Delivering Happiness

October 1, 2015

Tim Dobson and I swapped books. It was one of those crazy internet things where I randomly sent him a copy of Unlocking the Clubhouse, and Tim bought me a copy of Delivering Happiness. We don’t see each other much, so we did this using Amazon.

This is the story of that book. This is definitely not the sort of book I would normally read thing. So that’s good thing. There’s no point in sending me a book that it is already on my reading list: much more interesting to be sent something slightly quirky.

Tony Hsieh is CEO of Zappos.com, and the book is about how he discovered how to make Zappos.com great (hint: by “Delivering Happiness”). I hadn’t heard of Zappos.com when I got the book, and having read it, I’m still not sure if I should’ve heard of Zappos. I think this is mostly geographical. I’m in the UK and Zappos seem to be a North American shoe e-tailer. Haha. “e-tailer”. Yes, the book is largely a story about _that_ era, when selling things online was novel enough to be talked about (to quote: “There will never be another 1997”).

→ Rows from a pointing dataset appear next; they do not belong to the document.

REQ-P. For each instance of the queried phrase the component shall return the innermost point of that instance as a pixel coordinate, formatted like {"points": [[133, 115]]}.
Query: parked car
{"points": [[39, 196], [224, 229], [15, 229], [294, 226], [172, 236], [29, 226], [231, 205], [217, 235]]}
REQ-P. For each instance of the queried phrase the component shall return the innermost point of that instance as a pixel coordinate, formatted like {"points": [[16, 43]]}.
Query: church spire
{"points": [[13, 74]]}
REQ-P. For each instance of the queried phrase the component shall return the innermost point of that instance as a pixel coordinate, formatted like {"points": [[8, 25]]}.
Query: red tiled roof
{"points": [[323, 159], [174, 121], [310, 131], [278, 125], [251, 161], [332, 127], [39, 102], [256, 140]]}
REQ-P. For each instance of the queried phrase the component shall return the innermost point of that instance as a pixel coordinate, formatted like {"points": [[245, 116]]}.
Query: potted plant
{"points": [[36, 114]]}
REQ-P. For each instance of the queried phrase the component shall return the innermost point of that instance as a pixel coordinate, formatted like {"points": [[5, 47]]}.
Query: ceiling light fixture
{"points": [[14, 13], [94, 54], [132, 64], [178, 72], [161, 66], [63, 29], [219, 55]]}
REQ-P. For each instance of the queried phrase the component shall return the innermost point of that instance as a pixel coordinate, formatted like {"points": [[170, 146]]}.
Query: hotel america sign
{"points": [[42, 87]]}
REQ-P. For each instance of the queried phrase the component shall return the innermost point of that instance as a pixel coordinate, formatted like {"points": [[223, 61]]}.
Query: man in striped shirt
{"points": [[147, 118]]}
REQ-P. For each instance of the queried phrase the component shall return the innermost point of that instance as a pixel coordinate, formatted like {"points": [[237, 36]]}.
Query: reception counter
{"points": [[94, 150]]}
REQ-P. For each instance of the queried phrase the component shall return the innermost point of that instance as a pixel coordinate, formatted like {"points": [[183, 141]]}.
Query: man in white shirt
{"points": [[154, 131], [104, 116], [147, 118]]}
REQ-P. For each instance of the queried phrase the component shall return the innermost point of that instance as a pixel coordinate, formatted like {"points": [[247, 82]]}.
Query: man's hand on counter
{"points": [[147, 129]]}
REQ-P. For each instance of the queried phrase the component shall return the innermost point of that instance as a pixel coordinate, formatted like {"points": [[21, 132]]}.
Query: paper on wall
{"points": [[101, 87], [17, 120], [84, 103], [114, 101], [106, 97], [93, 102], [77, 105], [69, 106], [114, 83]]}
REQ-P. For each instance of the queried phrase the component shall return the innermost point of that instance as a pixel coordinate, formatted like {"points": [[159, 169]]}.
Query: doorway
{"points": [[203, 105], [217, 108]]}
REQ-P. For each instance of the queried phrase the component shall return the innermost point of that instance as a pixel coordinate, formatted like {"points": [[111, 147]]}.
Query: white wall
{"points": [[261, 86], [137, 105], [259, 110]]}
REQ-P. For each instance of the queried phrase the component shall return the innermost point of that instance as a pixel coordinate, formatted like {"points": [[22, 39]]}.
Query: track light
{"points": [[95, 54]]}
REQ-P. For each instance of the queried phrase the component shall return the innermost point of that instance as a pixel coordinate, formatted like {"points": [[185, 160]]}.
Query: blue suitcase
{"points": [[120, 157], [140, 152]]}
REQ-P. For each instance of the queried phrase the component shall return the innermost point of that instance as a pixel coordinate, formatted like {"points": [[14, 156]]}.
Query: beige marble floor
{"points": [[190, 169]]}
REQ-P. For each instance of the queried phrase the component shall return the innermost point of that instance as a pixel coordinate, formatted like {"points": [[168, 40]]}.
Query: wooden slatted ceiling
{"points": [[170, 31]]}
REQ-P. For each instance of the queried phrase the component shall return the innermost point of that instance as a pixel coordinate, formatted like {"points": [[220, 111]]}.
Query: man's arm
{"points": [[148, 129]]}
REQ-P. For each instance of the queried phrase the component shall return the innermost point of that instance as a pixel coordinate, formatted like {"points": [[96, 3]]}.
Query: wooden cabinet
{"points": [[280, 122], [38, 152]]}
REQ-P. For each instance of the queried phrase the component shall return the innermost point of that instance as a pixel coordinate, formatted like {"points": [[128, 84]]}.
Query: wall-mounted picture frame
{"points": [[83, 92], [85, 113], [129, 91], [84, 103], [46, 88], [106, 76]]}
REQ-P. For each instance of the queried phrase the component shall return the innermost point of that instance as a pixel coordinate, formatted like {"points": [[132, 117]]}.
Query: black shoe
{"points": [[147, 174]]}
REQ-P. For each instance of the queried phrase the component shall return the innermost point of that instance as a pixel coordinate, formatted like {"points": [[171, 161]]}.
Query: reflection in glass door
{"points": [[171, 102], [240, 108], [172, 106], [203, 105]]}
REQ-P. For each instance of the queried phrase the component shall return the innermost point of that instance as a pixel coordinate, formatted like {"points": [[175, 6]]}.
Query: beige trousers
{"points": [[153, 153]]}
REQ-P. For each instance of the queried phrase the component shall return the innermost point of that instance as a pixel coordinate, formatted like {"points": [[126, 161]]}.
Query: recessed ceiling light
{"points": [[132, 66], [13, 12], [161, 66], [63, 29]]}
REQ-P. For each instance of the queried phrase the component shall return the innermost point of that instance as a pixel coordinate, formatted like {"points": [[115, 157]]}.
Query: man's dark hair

I have to get one thing out of the way. Typography. Generally, the typography and book design drifts between mediocre and terrible. The main body text is just fine. But the line length is too long and the margins too small. There are many quotes in the book, extracts from emails and blog posts and so on, and in some sections Zappos employees have been invited to write a few paragraphs. These displays are poorly designed. No consideration of visual flow, and alarming and inconsistent choice of font. The whole thing gives the impression of having been done by dumping the whole lot into a Word document, fiddling with the fonts a bit, and then posting off to a print-on-demand publisher without ever having been edited. As one of the reviewers in the blurb says: “honest, passionate and humble, fun and a little weird”.

It really could have done with a little bit of book design and/or editing.

What about the content and the message? It’s a fun read. Despite my quip about it not being edited, it has at least been proofread. It’s self indulgent and egotistical. It’s written as if I already know who Tony Hsieh is and all about the california start-up scene of the late 1990s. Despite all that, I like it.

It is a story of journeys. Tony’s journey from childhood to Zappos, and then Zappos’ journey. There is a real central crisis: at one point Tony and other key people are deciding whether to kill Zappos, which they love but they didn’t create but which they did nurture, or to become even closer to Zappos. The book is about Zappos, so, obviously they decided to get closer. The second journey of how Zappos grows is the more interesting story. It’s illustrated with many amusing anecdotes not just from Tony, but personal (and badly typeset) stories from staff and friends too.

It is in this journey that Tony discovers happiness. Or rather, discovers how happiness can improve a business, and ultimately realises that it may be the key to improving the world. The closing parts of the book read like a call to arms. Arms to embrace happiness and each other, not arming for war. The US edition has one of the flash things on the corner but instead of saying “Fork me on github” it says “Join the movement”. Kinda creepy.

The book is very quotable and says many things I already agree with: On quitting a boring job at Oracle: “be in control of our own destiny”. On making the mistake of buying logistics rather than building it: “we should never outsource our core competency”.

Tony writes openly and passionately. There are definitely interesting things to read. Ideas that you might want to consider applying to your company, your hires, your life, your friends. It won’t all stick, but I don’t think it has to.

Thanks Tim for delivering “Delivering Happiness” to me!